Poniżej zamieszczamy fragment rozmowy z prof. Maciejem Zalewskim. Całość można odsłuchać w dołączonym nagraniu wideo.
Prof. Maciej Zalewski, dyrektor Europejskiego Regionalnego Centrum Ekohydrologii:
Bełchatów to obszar o stosunkowo niewielkim potencjale rolniczym, ale to może się zmienić. Wykorzystując postęp wiedzy i nowoczesne fitotechnologie, można poprawić jakość gleby tamtejszymi złożami węgla brunatnego. Nad rozwojem tego typu technologii pracuje Instytut Ogrodnictwa w Skierniewicach.
Na pewno ogromnym wyzwaniem dla gospodarki wodnej i rolnictwa w Polsce jest zwiększenie retencyjności. To wielkie wyrobisko w Bełchatowie może być więc potencjalnie bardzo ważnym rezerwuarem wody, ale istnieje jedno, bardzo ważne wyzwanie, któremu trzeba się przyjrzeć. Często złoża węgla brunatnego są powiązane z dużą ilością siarki. Pewne wyrywkowe dane, które istnieją, wskazują, że w okolicach Bełchatowa jest nawet 10-krotnie większa koncentracja siarki niż dopuszczają to normy. Należałoby to więc bardzo dokładnie przeanalizować. Dlaczego to tak ważne? Ponieważ w NRD zalano wyrobiska bez analizy tego typu zagrożeń i okazało się, że jeziora są wypełnione rozcieńczonym kwasem siarkowym. W związku z tym są kompletnie bezużyteczne, nie stanowią wartości przyrodniczej, nie generują potencjału dla nawadniania rolnictwa czy ogrodnictwa i nie tworzą możliwości dla rozwoju turystyki i rekreacji.
Kolejna rzecz to akwakultura, która tworzy potencjał dla transformacji sposobu życia. Akwakultura karpia generuaje 10-krotnie mniejszy ślad węglowy niż produkcja mięsa, a jednocześnie sprzyja retencjonowaniu wody.
Takie kompleksowe spojrzenie w kontekście globalnych procesów jest niezbędne w procesie adaptacji tego obszaru do nowych warunków i zamknięcia elektrowni Bełchatów. Takie spojrzenie stworzy warunki do tego, żeby to był obszar atrakcyjny przyrodniczo, który ma duży potencjał rekreacyjno-turystyczny, a jednocześnie tworzył miejsca pracy i zdrową żywność dla regionu.
Jak w takim razie ocenia pan działania władz – lokalnych, wojewódzkich czy krajowych – w kontekście transformacji energetycznej w Bełchatowie?

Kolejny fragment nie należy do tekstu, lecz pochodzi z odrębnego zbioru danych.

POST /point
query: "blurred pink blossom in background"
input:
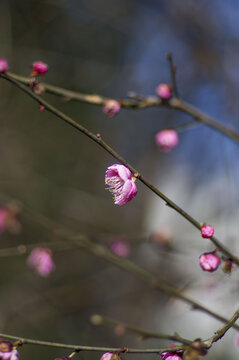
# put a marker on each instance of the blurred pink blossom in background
(209, 261)
(39, 68)
(3, 66)
(40, 259)
(207, 231)
(111, 107)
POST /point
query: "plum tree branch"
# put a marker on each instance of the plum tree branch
(85, 243)
(138, 102)
(98, 139)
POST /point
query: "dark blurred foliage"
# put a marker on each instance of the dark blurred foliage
(113, 47)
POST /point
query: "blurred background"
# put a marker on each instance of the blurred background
(48, 168)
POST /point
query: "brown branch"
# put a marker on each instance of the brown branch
(145, 334)
(139, 102)
(97, 139)
(23, 341)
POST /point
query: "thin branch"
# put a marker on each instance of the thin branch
(145, 334)
(98, 139)
(173, 74)
(138, 102)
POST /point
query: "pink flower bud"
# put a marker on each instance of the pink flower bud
(236, 340)
(209, 261)
(106, 356)
(228, 266)
(166, 139)
(121, 183)
(164, 91)
(111, 107)
(120, 248)
(172, 356)
(7, 352)
(39, 68)
(207, 231)
(40, 259)
(3, 66)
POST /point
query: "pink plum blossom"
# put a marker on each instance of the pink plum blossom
(7, 351)
(111, 107)
(3, 219)
(207, 231)
(3, 66)
(166, 139)
(120, 247)
(164, 91)
(209, 261)
(236, 340)
(121, 183)
(39, 68)
(40, 259)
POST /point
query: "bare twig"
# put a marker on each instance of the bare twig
(137, 102)
(111, 151)
(145, 334)
(173, 74)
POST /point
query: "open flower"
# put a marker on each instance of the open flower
(120, 247)
(166, 139)
(121, 183)
(40, 259)
(7, 351)
(207, 231)
(209, 261)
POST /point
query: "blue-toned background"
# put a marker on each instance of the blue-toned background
(112, 47)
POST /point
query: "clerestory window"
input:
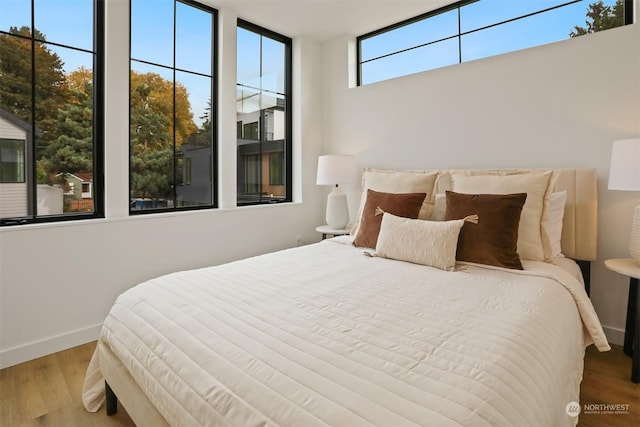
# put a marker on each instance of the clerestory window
(474, 29)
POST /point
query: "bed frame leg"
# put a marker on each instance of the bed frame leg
(112, 400)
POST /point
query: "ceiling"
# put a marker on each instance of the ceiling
(324, 19)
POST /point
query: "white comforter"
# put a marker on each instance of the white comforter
(322, 335)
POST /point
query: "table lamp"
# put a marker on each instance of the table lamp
(624, 174)
(334, 170)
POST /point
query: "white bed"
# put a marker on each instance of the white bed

Działania na pewno są podejmowane, ale wydaje mi się, że wciąż brak holistycznej integracji tych elementów w spójny plan. Często pewne elementy są bardzo wartościowe, ale należałoby je powiązać w większym stopniu z potencjałem społeczeństwa, jego stanem zdrowia, demografią i tworzeniem warunków do świadomego kształtowania pozytywnej, zrównoważonej przyszłości.
Czy projekt Terytorialnego Planu Sprawiedliwej Transformacji dla regionu bełchatowskiego spełnia te założenia?
Powiedziałbym tak: to pierwszy, bardzo ważny krok, który tworzy fundamenty pod kolejne działania.